Strano. A questo punto non è più molto chiaro, se siamo ancora nella colonna della sfortuna oppure no. Ray sta per partire tutto solo per un posto dove non conosce nessuno e dove non sa che cosa lo attende. Se potesse decidere non se ne andrebbe. Neanche per idea. Se fosse per lui se ne resterebbe a Greensville e continuerebbe la sua solita vita. Non ci vede quasi più, ma è ancora capace di girare dappertutto. E sa cavarsela in tutto quello che serve, sia in casa che fuori. Sua madre è stata molto chiara fin dall'inizio. Moltissime cose le puoi fare lo stesso, sia che ci vedi sia che non ci vedi. Vuoi andare a spasso? Vai pure. C'è da sbrigare qualche faccenda domestica? Dacci dentro, giovanotto. Certi vicini hanno storto il naso. Tagliare la legna è pericoloso. Cucinare sul fuoco anche. Dovresti avere più riguardi, ‘Retha. Lei li ha zittiti: «Ray è cieco, ma non è mica stupido. Ha perso la vista, non ha mica perso il cervello».
È fatta così, sua mamma. È fatta come si deve. Uno scricciolo, se la guardi. Una roccia, se la conosci. Corpo esile e volontà d'acciaio. Tutto l'amore del mondo, per il suo piccolo Ray. Ma anche tutta la disciplina che serve. L'amore concede sempre una seconda chance. La disciplina si aspetta che vada meglio della prima. Non c'è bisogno di mille regole, se hai capito i principi essenziali. E la prima regola è semplice e inequivocabile: gioca pulito, se vuoi imparare davvero. Se vuoi essere qualcosa di meglio di un maledetto truffatore che prende in giro sia se stesso che gli altri. Fai i tuoi sbagli, se proprio non ti riesce di evitarli, e pagane il prezzo. Impara la lezione. Immagina che sia una musica. Ti è piaciuta subito, appena l'hai ascoltata. Adesso metti le mani sul pianoforte e provi a rifarla. Inizi a cercarla. A modellarla. A comprenderla. Ma non è mica così semplice, dannazione. Lei corre veloce e tu sei costretto a camminare. In testa ce l'hai ben chiara, eccome, ma le dita non sono abbastanza svelte. Perciò devi avere pazienza. Lì dentro ci sono tutti i suoni che vuoi. Stanno solo aspettando che tu ti mostri degno di loro. Come dice il signor Pitman, «Così, ragazzo! Avanti!». Il signor Pitman che non è un professionista, ma avrebbe potuto esserlo. Che di mestiere gestisce il Red Wing Cafè, lì a Greensville, ma se vuole sa tirare fuori del gran boogie-woogie. E non solo.

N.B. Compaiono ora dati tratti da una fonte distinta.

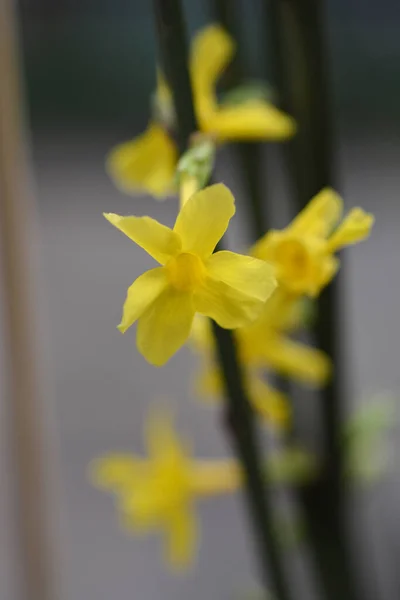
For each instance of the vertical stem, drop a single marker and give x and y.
(250, 153)
(23, 393)
(301, 75)
(240, 418)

Ray era piccolissimo, quando lo ha sentito suonare. Così piccolo che non gli ha detto niente. Gli si è solo avvicinato ed è rimasto lì a guardarlo. E lui, il signor Pitman, non si è infastidito affatto. Lo ha preso in braccio, anzi, e se l'è messo sulle ginocchia. Gli ha permesso di schiacciare un po' qui e un po' là. Gli ha dischiuso la magia di quei tasti bianchi e di quei tasti neri. Tutti uguali, tutti diversi.

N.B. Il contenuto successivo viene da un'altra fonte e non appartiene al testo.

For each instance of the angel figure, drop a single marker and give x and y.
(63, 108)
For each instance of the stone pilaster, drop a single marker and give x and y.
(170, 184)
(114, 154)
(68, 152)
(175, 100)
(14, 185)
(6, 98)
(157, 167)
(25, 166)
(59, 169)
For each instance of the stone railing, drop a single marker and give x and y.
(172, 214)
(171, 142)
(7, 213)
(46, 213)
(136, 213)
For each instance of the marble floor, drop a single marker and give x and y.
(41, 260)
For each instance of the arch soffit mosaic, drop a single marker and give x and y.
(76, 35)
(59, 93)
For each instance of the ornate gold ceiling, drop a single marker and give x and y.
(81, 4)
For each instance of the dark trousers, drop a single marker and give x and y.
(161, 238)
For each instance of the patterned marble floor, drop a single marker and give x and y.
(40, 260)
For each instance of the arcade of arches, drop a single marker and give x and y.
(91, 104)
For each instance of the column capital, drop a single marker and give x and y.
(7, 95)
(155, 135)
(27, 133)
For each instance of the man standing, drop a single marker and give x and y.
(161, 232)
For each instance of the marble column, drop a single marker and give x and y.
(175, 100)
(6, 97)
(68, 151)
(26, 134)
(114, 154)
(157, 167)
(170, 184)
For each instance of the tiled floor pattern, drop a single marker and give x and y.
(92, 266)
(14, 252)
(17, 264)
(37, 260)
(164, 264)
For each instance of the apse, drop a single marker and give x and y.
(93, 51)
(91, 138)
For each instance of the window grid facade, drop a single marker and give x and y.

Non aveva nessuna importanza che quel bimbo avesse un talento speciale, e che fosse destinato a diventare un artista di fama mondiale soprannominato addirittura "The Genius". In quegli anni Trenta, in quel minuscolo villaggio della Florida, l'unica cosa che aveva in mente Wylie Pitman era l'amore per la musica e il desiderio di condividerlo con un bimbetto curioso che si affacciava alla vita. Una singola riga, nella colonna della fortuna. Una riga decisiva per chi diventerà Ray Charles.